静寂を切り裂く一太刀に、潜んでいた影が水面に向かって跳んだ。
水に落ちた潜んでいた影は、少し間の抜けた泳ぎ方で自らボートに近づく。
マングローブの根と勘違いでもしているのだろうか。
男は左手の網で潜んでいた影を掬うと、手早く竹籠に入れる。
竹籠を小脇に抱えて小道を進むと、薄汚れた小屋が見えてきた。
我が家だ。
ドアを開けると、痩せた、不機嫌そうな女が、冷めたスープと待っていた。
おい、とうとう捕まえたぞ!
これは本当に珍しいものだ。
高値で売れるに違いないぞ。
男は興奮気味に女にまくしたてる。
女はイライラと髪を手で梳かしながらこう言った。
そんなもの、売れるわけないじゃないか。
フラフラと猟師の真似事なんてしてないで、ちゃんと働いとくれよ。
あの子を学校にだって行かせてあげたいんだよ。
と、見窄らしい木製のベッドで眠る赤ん坊を指差した。
男は、バツが悪そうに小脇に抱えた竹籠を見た。
1997年、東南アジアの小さな島で発見されたコガネオオトカゲは、幻のトカゲとされ、ワシントン条約附属書への記載が提案されたこともあり、当時は数十万円から百万円を超える値で取引された。

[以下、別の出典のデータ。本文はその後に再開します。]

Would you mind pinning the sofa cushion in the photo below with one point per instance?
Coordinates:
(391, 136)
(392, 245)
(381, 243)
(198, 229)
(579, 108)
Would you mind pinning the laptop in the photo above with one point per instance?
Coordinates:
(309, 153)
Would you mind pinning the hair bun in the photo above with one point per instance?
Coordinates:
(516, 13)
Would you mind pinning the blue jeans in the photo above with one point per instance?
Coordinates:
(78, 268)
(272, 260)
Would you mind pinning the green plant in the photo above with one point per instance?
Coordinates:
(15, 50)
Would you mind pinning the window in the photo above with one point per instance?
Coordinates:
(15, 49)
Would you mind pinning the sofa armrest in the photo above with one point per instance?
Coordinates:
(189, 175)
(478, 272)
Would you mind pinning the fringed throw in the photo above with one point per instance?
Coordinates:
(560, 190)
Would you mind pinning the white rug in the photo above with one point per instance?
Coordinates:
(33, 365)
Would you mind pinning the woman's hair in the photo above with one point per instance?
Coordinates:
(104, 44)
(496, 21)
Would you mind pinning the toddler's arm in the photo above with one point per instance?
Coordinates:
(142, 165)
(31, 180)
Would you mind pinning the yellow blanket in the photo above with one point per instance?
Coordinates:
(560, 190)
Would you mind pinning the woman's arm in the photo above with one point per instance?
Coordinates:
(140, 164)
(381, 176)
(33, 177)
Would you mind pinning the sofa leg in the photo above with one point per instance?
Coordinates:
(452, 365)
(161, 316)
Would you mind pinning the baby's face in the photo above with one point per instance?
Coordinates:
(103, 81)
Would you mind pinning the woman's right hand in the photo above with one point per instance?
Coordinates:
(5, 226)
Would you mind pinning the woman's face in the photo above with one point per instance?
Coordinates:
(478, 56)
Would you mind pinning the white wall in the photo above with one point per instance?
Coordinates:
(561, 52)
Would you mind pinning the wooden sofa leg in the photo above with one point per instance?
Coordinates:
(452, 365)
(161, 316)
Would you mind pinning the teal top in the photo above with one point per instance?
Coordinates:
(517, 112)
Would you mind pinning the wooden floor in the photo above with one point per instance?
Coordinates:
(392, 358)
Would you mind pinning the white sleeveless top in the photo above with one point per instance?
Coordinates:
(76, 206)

現在では繁殖も進み、五万円から十五万円程度で取引され、温厚な性格と、美しい体色からペットとして非常に人気が高い。
ウルカ、お前の種は発見されてまだ20年ほどしか経っていないんだな。
クソ人間野郎に発見されなければ、こんな境遇にはなっていなかったなどと嘆かないでくれよ。
俺はお前に出会えて嬉しいんだよ。
ペットや動物園を否定する意見にはどちらかといえば賛成だ。
それでもお前と暮らすのは、何故なんだろうな。
お前の瞳をみていると思い出す。
西アジアの貧困地区を訪れた時、私たちにはなんの選択肢もない、ここで生まれてここで死んでいくだけだとうなだれた夫婦の隣で、ウルウルと輝やいていた子供達の瞳。
俺は、あの子供たちよりも絶対に恵まれている。
ウルカ、俺の瞳、少しは輝けているか?
今日のウルカはデュビアを9匹。